Ever since Darwin’s masterpiece On the origin of species by means of natural selection (Darwin 1859), biologists and laymen alike have been fascinated by the division of labor (DOL) that is characteristic and the key to the success of social insects such as ants, wasps, bees, and termites. Parallels to human societies may be part of the fascination (Foster and Ratnieks 2005). DOL, a prominent example of phenotypic plasticity, occurs at two levels: reproductive DOL (the separation between queen(s) and workers) and worker DOL, the focus of the present special issue. In many social insects, age worker subcastes (temporal polyethism) and in some species morphological worker subcastes perform specific tasks within the colony (Hölldobler and Wilson 1990). Darwin recognized both levels of DOL as paradoxical to his theory of natural selection (see also Ratnieks et al. 2011). With respect to worker DOL, he stated: “But we have not as yet touched on the climax of the difficulty; namely, the fact that the neuters of several ants differ, not only from the fertile females and males, but from each other, sometimes to an almost incredible degree, and are thus divided into two or even three castes” (Darwin 1859, Chapter 7). The paradox of how non-reproducing individuals could themselves be modified by natural selection he explained in terms of benefits to the colony and selection on reproducing relatives more than 100 years before Hamilton formalized kin selection and the evolution of altruistic behavior (Hamilton 1964) (“a graduated series having been first formed, as in the case of the driver ant, and then the extreme forms, from being the most useful to the community, having been produced in greater and greater numbers through the natural selection of the parents which generated them; until none with an intermediate structure were produced”; Darwin 1859, Chapter 7).
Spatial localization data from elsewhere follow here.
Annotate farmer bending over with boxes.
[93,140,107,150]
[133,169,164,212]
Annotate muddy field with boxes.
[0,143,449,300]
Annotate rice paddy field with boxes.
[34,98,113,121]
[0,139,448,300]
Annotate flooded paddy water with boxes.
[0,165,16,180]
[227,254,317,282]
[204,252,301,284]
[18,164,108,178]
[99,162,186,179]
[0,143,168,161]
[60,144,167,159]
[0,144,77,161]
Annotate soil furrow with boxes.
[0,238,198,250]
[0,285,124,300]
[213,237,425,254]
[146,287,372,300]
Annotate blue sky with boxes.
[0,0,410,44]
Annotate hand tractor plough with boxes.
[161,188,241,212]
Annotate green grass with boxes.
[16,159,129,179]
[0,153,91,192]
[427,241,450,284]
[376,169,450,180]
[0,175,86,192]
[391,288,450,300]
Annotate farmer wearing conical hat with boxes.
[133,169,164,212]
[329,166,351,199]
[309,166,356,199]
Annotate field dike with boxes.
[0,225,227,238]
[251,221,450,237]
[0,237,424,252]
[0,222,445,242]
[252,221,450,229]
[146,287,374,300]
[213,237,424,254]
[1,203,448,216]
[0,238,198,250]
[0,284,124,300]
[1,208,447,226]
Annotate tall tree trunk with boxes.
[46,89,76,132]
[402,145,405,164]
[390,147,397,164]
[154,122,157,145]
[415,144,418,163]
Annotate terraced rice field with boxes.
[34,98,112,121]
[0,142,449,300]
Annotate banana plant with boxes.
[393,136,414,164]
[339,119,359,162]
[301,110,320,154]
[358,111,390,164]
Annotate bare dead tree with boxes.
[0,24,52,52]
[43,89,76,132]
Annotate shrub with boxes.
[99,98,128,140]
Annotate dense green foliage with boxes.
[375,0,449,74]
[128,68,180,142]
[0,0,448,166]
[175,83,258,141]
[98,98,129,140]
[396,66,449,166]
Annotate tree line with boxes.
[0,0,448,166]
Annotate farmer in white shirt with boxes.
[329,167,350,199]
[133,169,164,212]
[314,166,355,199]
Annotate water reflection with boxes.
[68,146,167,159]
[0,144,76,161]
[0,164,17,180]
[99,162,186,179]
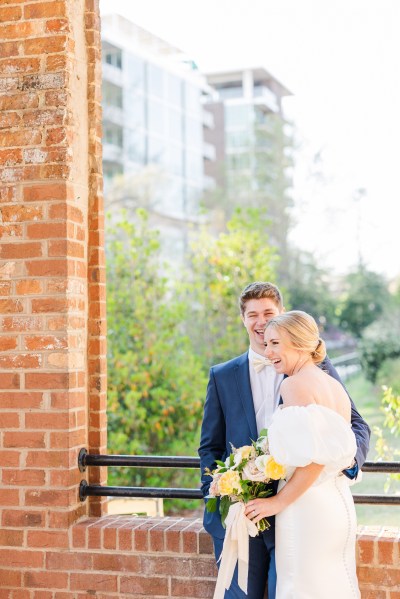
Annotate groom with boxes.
[198,281,371,599]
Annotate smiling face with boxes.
[264,325,306,375]
[241,298,283,354]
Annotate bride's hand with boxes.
[244,497,281,524]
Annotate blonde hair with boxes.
[265,310,326,364]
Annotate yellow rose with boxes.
[264,456,286,480]
[218,469,242,495]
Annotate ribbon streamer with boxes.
[213,502,259,598]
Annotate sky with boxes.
[100,0,400,280]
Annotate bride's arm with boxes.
[244,462,324,523]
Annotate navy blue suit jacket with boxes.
[198,351,371,540]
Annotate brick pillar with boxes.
[0,0,106,554]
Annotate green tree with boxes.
[106,209,207,491]
[284,250,338,326]
[337,266,391,338]
[374,386,400,491]
[183,207,279,366]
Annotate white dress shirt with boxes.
[248,347,284,435]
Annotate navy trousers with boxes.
[212,532,276,599]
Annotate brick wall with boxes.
[0,0,399,597]
[0,0,106,577]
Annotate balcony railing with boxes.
[78,449,400,505]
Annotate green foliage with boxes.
[106,209,207,490]
[376,358,400,395]
[284,250,338,325]
[183,207,278,366]
[338,267,391,338]
[374,387,400,491]
[360,308,400,382]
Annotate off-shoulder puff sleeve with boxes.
[268,405,357,477]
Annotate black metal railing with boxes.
[78,449,400,505]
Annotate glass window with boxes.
[225,104,252,129]
[168,108,183,143]
[148,98,165,136]
[103,44,122,69]
[103,81,123,108]
[185,115,201,150]
[148,64,164,99]
[227,152,250,171]
[217,86,243,100]
[124,94,145,129]
[126,131,146,164]
[167,144,183,176]
[103,124,123,147]
[125,54,145,91]
[226,130,250,149]
[148,135,167,166]
[185,82,200,116]
[167,74,182,107]
[185,150,202,183]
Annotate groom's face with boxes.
[241,297,283,355]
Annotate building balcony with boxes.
[202,141,216,161]
[102,104,124,127]
[102,61,123,87]
[103,143,124,163]
[202,108,214,129]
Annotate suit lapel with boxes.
[234,352,258,440]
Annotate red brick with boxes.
[0,91,38,111]
[24,570,68,589]
[24,36,67,55]
[0,336,17,351]
[0,5,22,22]
[0,568,21,587]
[70,573,118,593]
[0,528,24,547]
[120,575,169,596]
[171,578,215,598]
[2,316,44,332]
[16,280,43,295]
[46,550,92,571]
[0,110,21,128]
[0,412,19,427]
[0,129,41,148]
[0,391,43,408]
[0,242,42,259]
[24,1,66,20]
[4,431,45,448]
[26,260,68,277]
[0,450,20,468]
[0,20,43,41]
[0,148,23,166]
[0,353,41,369]
[1,204,43,222]
[0,549,44,568]
[3,469,45,486]
[0,57,40,75]
[0,299,24,313]
[27,530,69,549]
[0,488,19,504]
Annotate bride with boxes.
[244,310,361,599]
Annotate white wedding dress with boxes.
[268,404,361,599]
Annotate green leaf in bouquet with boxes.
[205,497,218,513]
[258,428,268,438]
[229,454,235,467]
[220,495,231,528]
[215,460,226,467]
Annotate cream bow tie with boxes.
[252,357,272,373]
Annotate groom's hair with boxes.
[239,281,283,315]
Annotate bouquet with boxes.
[205,429,286,532]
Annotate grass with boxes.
[346,373,400,527]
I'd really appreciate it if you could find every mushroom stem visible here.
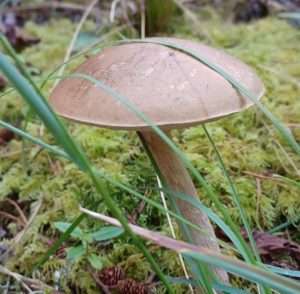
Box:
[138,130,228,283]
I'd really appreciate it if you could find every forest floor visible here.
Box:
[0,1,300,293]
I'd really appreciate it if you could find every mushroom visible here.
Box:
[49,38,264,283]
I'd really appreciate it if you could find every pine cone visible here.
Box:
[117,278,149,294]
[98,266,125,287]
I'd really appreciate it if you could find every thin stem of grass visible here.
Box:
[51,0,99,91]
[202,125,259,261]
[119,39,300,155]
[0,120,215,240]
[156,175,195,294]
[0,51,173,293]
[69,73,255,265]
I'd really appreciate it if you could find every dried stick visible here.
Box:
[51,0,99,90]
[0,199,42,263]
[0,211,24,226]
[0,265,53,293]
[6,198,28,225]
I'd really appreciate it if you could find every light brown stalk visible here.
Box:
[139,130,228,283]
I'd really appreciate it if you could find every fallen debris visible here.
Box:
[0,11,40,51]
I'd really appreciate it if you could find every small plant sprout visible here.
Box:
[54,222,124,270]
[49,38,264,283]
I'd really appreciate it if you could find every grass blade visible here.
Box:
[67,72,256,263]
[0,120,211,238]
[167,276,249,294]
[203,125,260,261]
[279,13,300,20]
[267,265,300,278]
[0,120,68,159]
[119,39,300,155]
[0,49,173,293]
[80,207,300,294]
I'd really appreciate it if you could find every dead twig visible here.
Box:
[110,0,121,23]
[0,264,53,293]
[6,198,28,225]
[51,0,99,90]
[286,123,300,129]
[0,211,24,226]
[128,197,146,224]
[2,1,98,17]
[255,178,263,230]
[0,199,42,263]
[14,198,42,244]
[243,170,299,181]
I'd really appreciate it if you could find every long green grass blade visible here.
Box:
[167,277,249,294]
[268,215,300,234]
[203,125,260,261]
[119,39,300,155]
[0,120,68,159]
[68,72,255,262]
[161,188,250,261]
[139,132,212,291]
[184,251,300,294]
[0,120,211,238]
[81,208,300,294]
[203,126,267,294]
[0,51,173,293]
[267,265,300,278]
[0,34,42,95]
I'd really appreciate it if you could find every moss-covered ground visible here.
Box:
[0,10,299,293]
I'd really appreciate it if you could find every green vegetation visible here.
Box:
[0,7,299,294]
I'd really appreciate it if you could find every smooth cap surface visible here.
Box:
[49,38,264,130]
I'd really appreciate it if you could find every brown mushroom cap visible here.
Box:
[49,38,264,130]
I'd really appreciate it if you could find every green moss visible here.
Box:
[177,17,300,231]
[0,13,300,293]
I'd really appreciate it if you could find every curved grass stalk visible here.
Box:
[3,115,300,293]
[2,34,298,293]
[157,175,195,294]
[118,39,300,156]
[50,0,98,91]
[0,52,174,293]
[0,26,126,99]
[0,119,237,254]
[69,72,256,263]
[80,208,300,294]
[202,125,260,261]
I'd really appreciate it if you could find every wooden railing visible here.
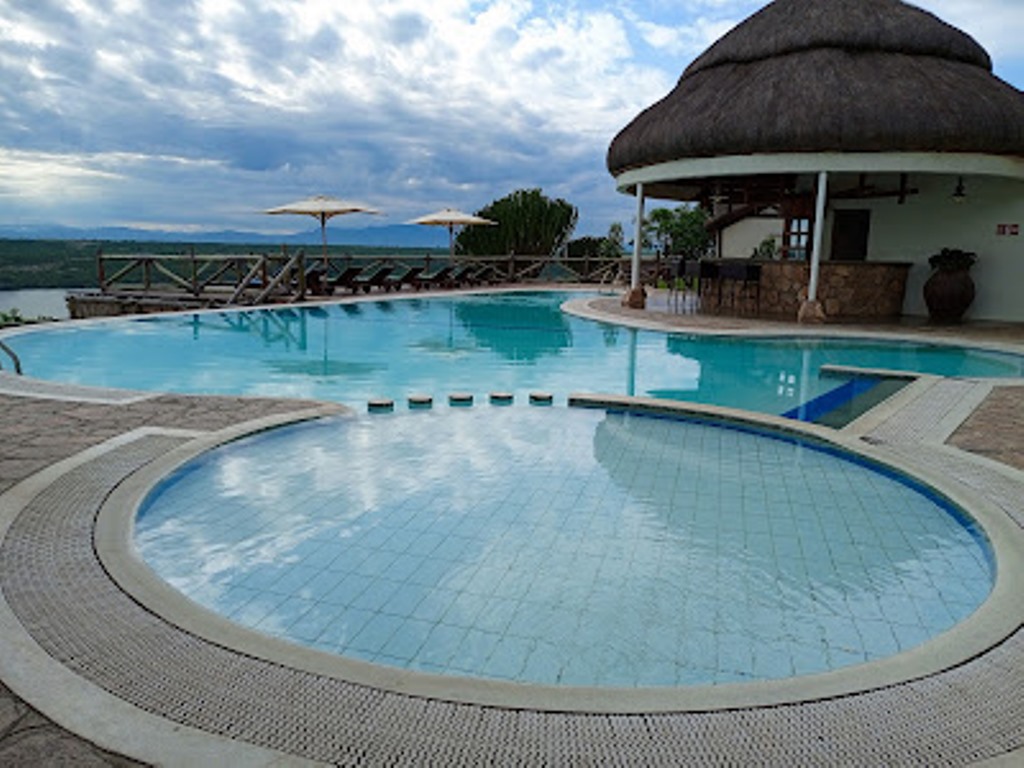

The papers in this special issue Integrative Analysis of Division of Labor focus on worker DOL in various hymenopterans (specifically in ants and bees). DOL is by no means a static process but highly plastic, as individual tasks are adjusted to the need of the colony (e.g., Robinson et al. 2009). The flexibility of temporal polyethism can be modeled in respect to response thresholds (Robinson 1987; Bonabeau and Theraulaz 1999) that regulate individual task performance. Variation in response thresholds between and within individuals is expected to be due to genetics, aging, and learning (Bonabeau and Theraulaz 1999) but needs more empirical support. Or, as Bonabeau and Theraulaz (1999) stated: “While there is a growing body of evidence showing the effects of genotypic characteristics on response thresholds and task allocation, the two other factors are certainly plausible but remain to a large extent unexplored.” Neurobiological and genomic factors also require more attention. The present special issue will not only make a significant contribution to causal aspects of DOL but also considers fitness aspects and the complex interplay of causal and functional aspects.

I congratulate Guest Editor Simon K. A. Robson (Tropical Ecosystems, James Cook University, Australia) and James F. A. Traniello (Department of Biology, Boston University, USA), who has acted here both in the function of Guest Editor and Editor-in-Chief of Behavioral Ecology and Sociobiology for invertebrates, to have successfully recruited leading researchers to publish this special issue Integrative Analysis of Division of Labor. I am certain that their work will impact future research in the analysis of DOL.